7am Turner Classic Movies
The Shiralee (1957 GB):Peter Finch is terrific as a traveling swagman, traversing the Australian outback in search of work and shelter. Finding his Sydney-based wife shacked up with another man, he takes his daughter (Dana Wilson) and resumes his wandering ways. The film does a good job of keeping a lid on sentiment and features outstanding cinematography by Paul Beeson, who usually worked on less-inspired fare like Tarzan Goes to India, Die Monster Die!, and Starcrash. One of the last efforts of Ealing Studios, and a good one, though certainly not on a par with their Alec Guinness comedies.
Noon Trio
Dusty and Sweets McGee (1971 USA): Dusty and Sweets McGee is a plotless, episodic look at the days and nights of Los Angeles junkies circa 1971. This mournful, elegiac film is a truly unique entry in its genre, its cast of real-life hopheads lending it a bittersweet tinge offset by a marvelous soundtrack of jaunty oldies. Blue Moon, Duke of Earl, The Loco-Motion...these were the songs these young people grew up listening to in happier, simpler times, and now they're the soundtrack of their rapidly-disintegrating lives. There's even a perfectly-selected Van Morrison tune, Into the Mystic, and a magnificent composition by the unfairly-neglected Jake Holmes. The first and best film of director Floyd Mutrux's on-again/off-again Hollywood career, Dusty and Sweets McGee is an amazing time capsule that all serious film fans should try to see.

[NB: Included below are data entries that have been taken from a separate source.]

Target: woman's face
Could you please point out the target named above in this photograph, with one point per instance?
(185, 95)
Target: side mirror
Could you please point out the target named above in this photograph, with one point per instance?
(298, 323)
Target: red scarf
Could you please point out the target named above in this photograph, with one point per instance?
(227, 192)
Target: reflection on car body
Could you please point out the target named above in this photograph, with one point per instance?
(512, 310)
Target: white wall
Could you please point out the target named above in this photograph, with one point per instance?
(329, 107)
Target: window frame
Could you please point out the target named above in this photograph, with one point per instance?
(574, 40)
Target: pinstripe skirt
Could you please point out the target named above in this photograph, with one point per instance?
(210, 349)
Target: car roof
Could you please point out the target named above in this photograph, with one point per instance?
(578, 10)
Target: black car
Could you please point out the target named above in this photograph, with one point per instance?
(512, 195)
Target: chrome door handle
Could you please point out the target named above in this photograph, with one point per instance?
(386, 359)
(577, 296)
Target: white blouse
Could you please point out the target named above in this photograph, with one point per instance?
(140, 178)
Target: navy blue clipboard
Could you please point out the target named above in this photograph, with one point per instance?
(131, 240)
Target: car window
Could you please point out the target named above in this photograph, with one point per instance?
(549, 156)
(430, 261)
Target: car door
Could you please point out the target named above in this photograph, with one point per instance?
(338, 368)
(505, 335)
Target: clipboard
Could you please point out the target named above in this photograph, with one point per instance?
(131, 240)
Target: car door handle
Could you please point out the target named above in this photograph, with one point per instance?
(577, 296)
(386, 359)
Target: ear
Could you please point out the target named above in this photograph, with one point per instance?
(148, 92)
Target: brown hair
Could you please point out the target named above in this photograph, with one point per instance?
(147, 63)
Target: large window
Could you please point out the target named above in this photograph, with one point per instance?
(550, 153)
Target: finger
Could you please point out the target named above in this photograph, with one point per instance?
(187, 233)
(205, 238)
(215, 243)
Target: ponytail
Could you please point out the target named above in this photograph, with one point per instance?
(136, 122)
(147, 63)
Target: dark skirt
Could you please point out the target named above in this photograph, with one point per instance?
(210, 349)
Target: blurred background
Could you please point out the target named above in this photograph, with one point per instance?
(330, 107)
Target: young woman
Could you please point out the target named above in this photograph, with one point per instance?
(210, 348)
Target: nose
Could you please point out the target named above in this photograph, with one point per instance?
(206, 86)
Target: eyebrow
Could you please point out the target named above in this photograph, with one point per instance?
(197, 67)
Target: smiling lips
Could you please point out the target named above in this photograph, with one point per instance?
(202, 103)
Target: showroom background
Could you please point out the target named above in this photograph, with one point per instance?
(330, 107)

12:45pm Turner Classic Movies
The House of the Seven Hawks (1959 GB): This long-unseen, shot-in-Britain mystery stars aging matinee idol Robert Taylor as an itinerant seaman searching for Nazi gold. Based on a novel by occasional Hitchcock collaborateur Victor Canning and directed by Richard Thorpe (Jailhouse Rock), this is an unexceptional, though well-made, murder mystery that hasn’t been on TV in many years.
6pm Sundance
Ford Transit (2002 ISR-PAL): Yes, it’s an Israeli-Palestinian co-production, and if those two nations can make a film together, perhaps Mid-East peace is possible after all. Detailing the onerous commute of West Bank Palestinians trying to get to work in Israel, the film’s subjects include a lawyer, a bereft mother whose son died in a suicide bombing, and others trying to live life under extremely difficult conditions. Ford Transit, which made its American debut at this year’s Portland International Film Festival, would make a perfect double-bill partner with the previously seen-on-Sundance documentary Detained, another story of occupation life on the West Bank.